Workplace mental health is not just a Covid thing and many of the causes are linked to workload, pay and insecurity.

Mental Health

 

There has been a lot of talk about mental health at work over the last year and many employers are paying attention to it. A big focus has been on engagement, communication and checking in on people who are working remotely. The whole pandemic uncertainty and anxiety has affected people’s mental health, the worries about jobs, the worries about health, the isolation from friends and families, the constant chopping and changing of the guidance, the homeschooling while working…

This has been an incredibly anxious time and many of these are things that are to some extent outside the control of employers, although they can certainly help to signpost to support or communicate regularly.

Presenteeism

But there are other things that contribute to mental ill health which are more within employers’ control. A survey out this week shows presenteeism – working while sick – and leaveism – using annual leave to work have been on the rise during the pandemic. The main reason is ‘unmanageable workloads’.

In part that is a result of ‘the all hands on deck’ emergency situation we have been facing as businesses have struggled to survive and organisations have grappled with ever-changing guidance and demand for support. But this is just an exaggeration of patterns that we have seen emerging over the last few years.

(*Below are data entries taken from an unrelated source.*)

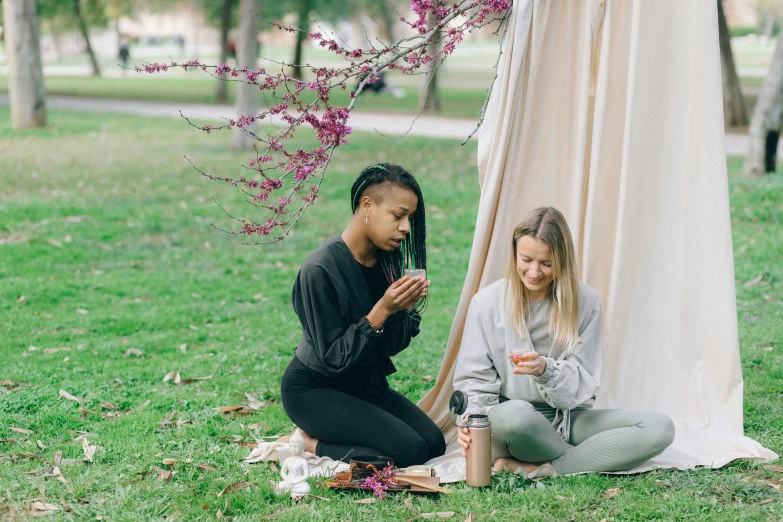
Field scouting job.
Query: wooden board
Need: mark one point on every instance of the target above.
(435, 481)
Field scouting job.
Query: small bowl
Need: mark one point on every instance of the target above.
(379, 461)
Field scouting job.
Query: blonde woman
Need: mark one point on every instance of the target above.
(540, 402)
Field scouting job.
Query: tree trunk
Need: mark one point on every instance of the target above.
(429, 99)
(765, 119)
(247, 51)
(25, 72)
(225, 23)
(388, 19)
(769, 26)
(734, 111)
(303, 21)
(58, 48)
(77, 9)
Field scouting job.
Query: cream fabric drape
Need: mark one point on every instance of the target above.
(611, 111)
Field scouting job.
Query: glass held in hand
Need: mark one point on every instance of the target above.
(415, 272)
(518, 356)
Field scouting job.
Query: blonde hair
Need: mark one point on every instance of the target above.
(548, 225)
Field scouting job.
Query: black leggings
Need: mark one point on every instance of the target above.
(349, 422)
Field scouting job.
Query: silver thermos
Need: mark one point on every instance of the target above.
(478, 465)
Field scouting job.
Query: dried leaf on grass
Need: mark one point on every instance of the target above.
(43, 508)
(56, 473)
(255, 404)
(10, 385)
(89, 450)
(228, 409)
(65, 395)
(55, 350)
(179, 381)
(172, 375)
(163, 474)
(233, 487)
(191, 381)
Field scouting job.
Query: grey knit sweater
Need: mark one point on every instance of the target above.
(483, 368)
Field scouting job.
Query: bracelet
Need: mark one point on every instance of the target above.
(378, 331)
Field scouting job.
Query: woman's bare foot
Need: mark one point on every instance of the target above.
(286, 438)
(310, 442)
(513, 465)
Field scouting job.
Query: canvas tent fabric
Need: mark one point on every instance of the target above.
(611, 111)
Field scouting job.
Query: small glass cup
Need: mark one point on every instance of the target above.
(518, 356)
(415, 272)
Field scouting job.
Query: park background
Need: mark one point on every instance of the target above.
(113, 274)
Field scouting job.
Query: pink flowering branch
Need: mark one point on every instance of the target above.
(285, 179)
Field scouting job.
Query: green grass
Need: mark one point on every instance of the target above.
(101, 214)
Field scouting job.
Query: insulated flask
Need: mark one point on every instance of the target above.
(478, 468)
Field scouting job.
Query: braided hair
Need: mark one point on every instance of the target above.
(412, 253)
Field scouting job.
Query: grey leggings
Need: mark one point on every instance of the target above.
(600, 440)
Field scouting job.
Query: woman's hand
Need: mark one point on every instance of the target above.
(464, 439)
(404, 293)
(532, 364)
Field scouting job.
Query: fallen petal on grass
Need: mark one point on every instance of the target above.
(233, 487)
(89, 450)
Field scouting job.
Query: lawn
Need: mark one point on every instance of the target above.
(112, 275)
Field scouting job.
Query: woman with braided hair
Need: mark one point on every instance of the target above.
(357, 310)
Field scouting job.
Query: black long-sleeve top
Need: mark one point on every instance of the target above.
(331, 296)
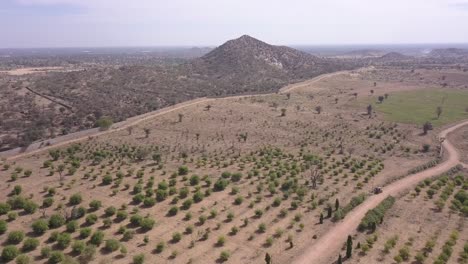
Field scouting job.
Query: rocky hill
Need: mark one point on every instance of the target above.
(240, 66)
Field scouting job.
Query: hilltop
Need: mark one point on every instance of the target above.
(241, 66)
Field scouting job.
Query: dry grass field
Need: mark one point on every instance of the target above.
(234, 179)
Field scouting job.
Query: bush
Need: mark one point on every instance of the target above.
(3, 227)
(183, 170)
(4, 208)
(236, 177)
(221, 241)
(198, 197)
(23, 259)
(9, 253)
(149, 202)
(224, 256)
(104, 123)
(56, 221)
(112, 245)
(63, 240)
(30, 244)
(187, 204)
(97, 238)
(176, 237)
(56, 257)
(375, 216)
(72, 226)
(75, 199)
(194, 180)
(135, 219)
(78, 246)
(173, 211)
(95, 205)
(85, 232)
(160, 247)
(15, 237)
(220, 185)
(110, 211)
(147, 223)
(47, 202)
(139, 259)
(91, 219)
(107, 179)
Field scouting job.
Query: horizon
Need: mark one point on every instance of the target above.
(148, 23)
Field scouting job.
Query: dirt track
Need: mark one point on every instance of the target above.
(326, 248)
(85, 134)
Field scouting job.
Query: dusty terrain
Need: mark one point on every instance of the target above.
(277, 142)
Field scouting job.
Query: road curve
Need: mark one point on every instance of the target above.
(328, 246)
(37, 147)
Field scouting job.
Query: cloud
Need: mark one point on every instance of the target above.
(166, 22)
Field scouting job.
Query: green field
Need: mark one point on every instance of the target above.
(417, 107)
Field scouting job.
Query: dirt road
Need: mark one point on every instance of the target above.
(46, 145)
(326, 249)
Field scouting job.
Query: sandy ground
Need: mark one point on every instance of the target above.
(24, 71)
(325, 249)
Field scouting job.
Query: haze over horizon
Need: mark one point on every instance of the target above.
(119, 23)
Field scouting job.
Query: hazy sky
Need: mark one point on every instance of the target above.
(75, 23)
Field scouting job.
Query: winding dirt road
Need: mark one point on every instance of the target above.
(38, 147)
(323, 250)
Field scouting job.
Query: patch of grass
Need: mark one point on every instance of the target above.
(419, 106)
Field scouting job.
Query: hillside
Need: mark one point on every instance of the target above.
(240, 66)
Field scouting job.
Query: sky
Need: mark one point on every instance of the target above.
(108, 23)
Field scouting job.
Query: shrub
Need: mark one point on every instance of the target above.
(47, 202)
(91, 219)
(238, 200)
(95, 205)
(220, 185)
(72, 226)
(224, 256)
(173, 211)
(261, 228)
(110, 211)
(221, 241)
(78, 246)
(30, 244)
(4, 208)
(160, 247)
(194, 180)
(56, 257)
(63, 240)
(176, 237)
(236, 177)
(75, 199)
(375, 216)
(56, 221)
(147, 223)
(45, 252)
(97, 238)
(198, 196)
(9, 253)
(88, 254)
(107, 179)
(3, 227)
(85, 232)
(135, 219)
(15, 237)
(187, 204)
(112, 245)
(23, 259)
(139, 259)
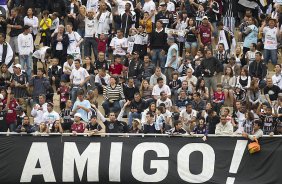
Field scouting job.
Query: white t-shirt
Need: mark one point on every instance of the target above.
(167, 103)
(78, 76)
(170, 7)
(156, 90)
(74, 38)
(277, 80)
(270, 38)
(50, 118)
(118, 44)
(89, 27)
(149, 7)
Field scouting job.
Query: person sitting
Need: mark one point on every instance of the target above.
(25, 126)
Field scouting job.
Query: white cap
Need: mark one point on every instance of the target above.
(77, 115)
(18, 66)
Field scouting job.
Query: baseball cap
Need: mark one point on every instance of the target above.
(18, 66)
(77, 115)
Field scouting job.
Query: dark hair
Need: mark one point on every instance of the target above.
(231, 73)
(80, 92)
(159, 79)
(258, 122)
(176, 122)
(198, 85)
(259, 53)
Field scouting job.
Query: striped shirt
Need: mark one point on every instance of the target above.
(113, 93)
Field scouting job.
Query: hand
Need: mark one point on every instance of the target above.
(127, 103)
(9, 90)
(271, 134)
(244, 134)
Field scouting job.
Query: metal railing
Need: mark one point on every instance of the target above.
(122, 134)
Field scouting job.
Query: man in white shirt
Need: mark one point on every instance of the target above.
(38, 110)
(224, 127)
(89, 38)
(79, 77)
(119, 44)
(270, 33)
(156, 75)
(277, 77)
(103, 20)
(102, 79)
(191, 79)
(50, 116)
(92, 5)
(68, 68)
(25, 44)
(6, 53)
(150, 7)
(158, 88)
(188, 117)
(74, 42)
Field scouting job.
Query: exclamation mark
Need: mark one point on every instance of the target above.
(236, 159)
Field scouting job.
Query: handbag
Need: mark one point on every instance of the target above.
(254, 147)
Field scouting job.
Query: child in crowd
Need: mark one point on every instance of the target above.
(147, 23)
(64, 92)
(66, 115)
(55, 73)
(116, 68)
(218, 98)
(102, 42)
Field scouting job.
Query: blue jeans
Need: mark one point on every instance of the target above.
(115, 106)
(133, 115)
(26, 61)
(270, 55)
(158, 56)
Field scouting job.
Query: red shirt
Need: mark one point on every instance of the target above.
(205, 33)
(79, 128)
(11, 114)
(102, 44)
(64, 91)
(116, 68)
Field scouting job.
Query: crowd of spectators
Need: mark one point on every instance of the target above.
(161, 66)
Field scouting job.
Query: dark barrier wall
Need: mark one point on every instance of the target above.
(138, 160)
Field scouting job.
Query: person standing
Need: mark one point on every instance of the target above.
(79, 77)
(15, 23)
(25, 44)
(172, 58)
(89, 38)
(6, 53)
(158, 45)
(271, 35)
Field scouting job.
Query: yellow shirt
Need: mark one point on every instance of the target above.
(45, 26)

Concern about the ‘always on’ culture and about people working on holiday or not taking time off sick has been around for some time. Of course, it is easier to work while sick if you don’t have to commute, but if you are ill you shouldn’t be writing reports and handling tricky emails. You should be resting and recuperating. In the long term you will feel more able to bounce back and cope with crisis situations.

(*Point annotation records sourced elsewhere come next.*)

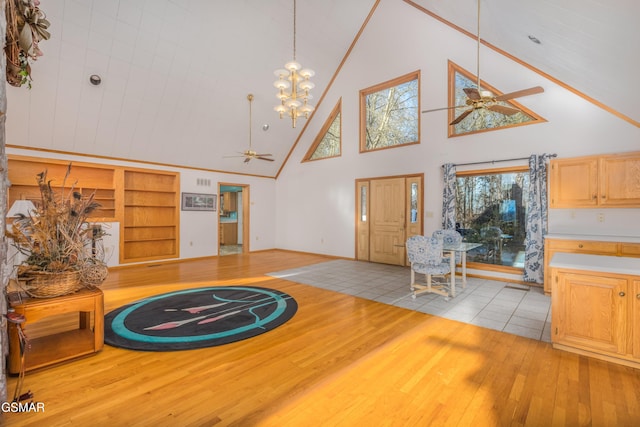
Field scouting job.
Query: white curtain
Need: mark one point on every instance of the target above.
(536, 222)
(449, 197)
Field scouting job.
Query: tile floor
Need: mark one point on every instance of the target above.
(508, 307)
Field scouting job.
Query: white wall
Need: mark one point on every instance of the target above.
(316, 200)
(311, 207)
(198, 230)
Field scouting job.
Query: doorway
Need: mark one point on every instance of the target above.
(389, 210)
(233, 219)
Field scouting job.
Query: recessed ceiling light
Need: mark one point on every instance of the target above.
(535, 39)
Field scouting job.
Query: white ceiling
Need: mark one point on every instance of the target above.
(176, 73)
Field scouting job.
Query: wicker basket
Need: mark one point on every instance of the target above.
(42, 284)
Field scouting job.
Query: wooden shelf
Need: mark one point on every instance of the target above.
(151, 215)
(61, 346)
(145, 202)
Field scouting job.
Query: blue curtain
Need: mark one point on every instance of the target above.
(449, 197)
(536, 226)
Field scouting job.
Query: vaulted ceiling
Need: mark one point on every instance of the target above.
(176, 73)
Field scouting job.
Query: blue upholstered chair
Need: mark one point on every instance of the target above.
(425, 256)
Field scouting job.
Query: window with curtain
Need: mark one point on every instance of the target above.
(491, 208)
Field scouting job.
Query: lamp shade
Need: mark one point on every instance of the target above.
(21, 207)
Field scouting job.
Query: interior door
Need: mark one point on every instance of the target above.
(387, 226)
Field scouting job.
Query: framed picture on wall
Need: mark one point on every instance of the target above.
(199, 202)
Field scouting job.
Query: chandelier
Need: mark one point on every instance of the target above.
(293, 85)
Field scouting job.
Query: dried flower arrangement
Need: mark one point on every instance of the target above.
(26, 27)
(59, 242)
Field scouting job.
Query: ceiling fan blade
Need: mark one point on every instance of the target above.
(508, 111)
(472, 92)
(520, 93)
(461, 117)
(443, 108)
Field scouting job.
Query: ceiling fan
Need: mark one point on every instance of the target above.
(478, 98)
(249, 153)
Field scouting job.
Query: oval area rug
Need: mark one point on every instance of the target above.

Adding, but never subtracting

I’m old enough to remember when people had administrative assistants – I was one myself. Now we are all adminstrators on top of our other jobs. Technology has enabled this to some extent, but it still means extra work and no allowance has been made in the working day for all of that.

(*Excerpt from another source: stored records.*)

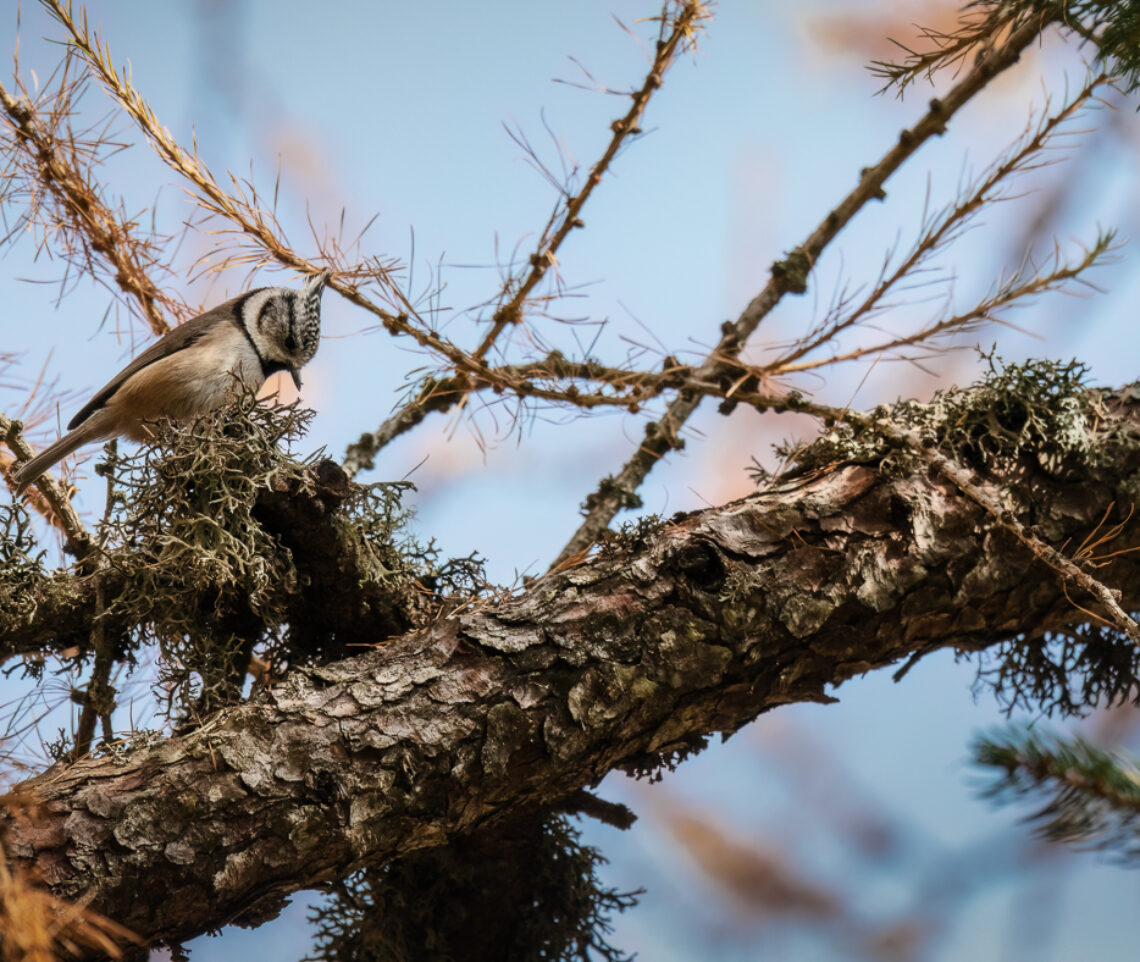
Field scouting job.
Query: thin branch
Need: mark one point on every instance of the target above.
(941, 231)
(55, 161)
(789, 275)
(62, 514)
(518, 288)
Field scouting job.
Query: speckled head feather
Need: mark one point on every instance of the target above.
(308, 316)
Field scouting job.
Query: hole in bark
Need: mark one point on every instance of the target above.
(701, 565)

The world of work has changed profoundly in the last decades. Everything is expected yesterday. Emails pile up as soon as you turn your back and then there are more emails chasing the earlier emails. In journalism, it is not just enough to write a news story to an evening deadline once a day; you have to write four or five stories to a constant minute by minute deadline. You don’t just go out and do your story in one medium. You have to keep your eyes glued to social media in case you miss something and you have to post everything on an ever-growing number of sites, being acutely aware of the words you use. No account is taken of this in terms of your hours or the way the intensity of how we work today affects our wellbeing.

Workload review

What is needed is regular reviews of workload because constantly adding stuff and never taking anything away is the road to burnout. Expectations of what is possible need to be scaled back to what is realistic and sustainable. If that means less gets done, maybe less means better quality. It’s certainly worth asking the question.

Of course, in some places workload issues are exacerbated by staff shortages which, in the case of the NHS or teaching or childcare, require much better strategic leadership.

Yet for many employers mental health seems to be limited to campaigns to talk about mental health issues more openly and remove stigma. That’s all very well, but it only gets you so far. A better approach would be to deal with those causes which are the result of working conditions, such as overwork or, another big one, financial issues, often related to low pay, poor progression prospects and job insecurity.

This is surely where employers need to focus their attention if they want to tackle mental health at work effectively.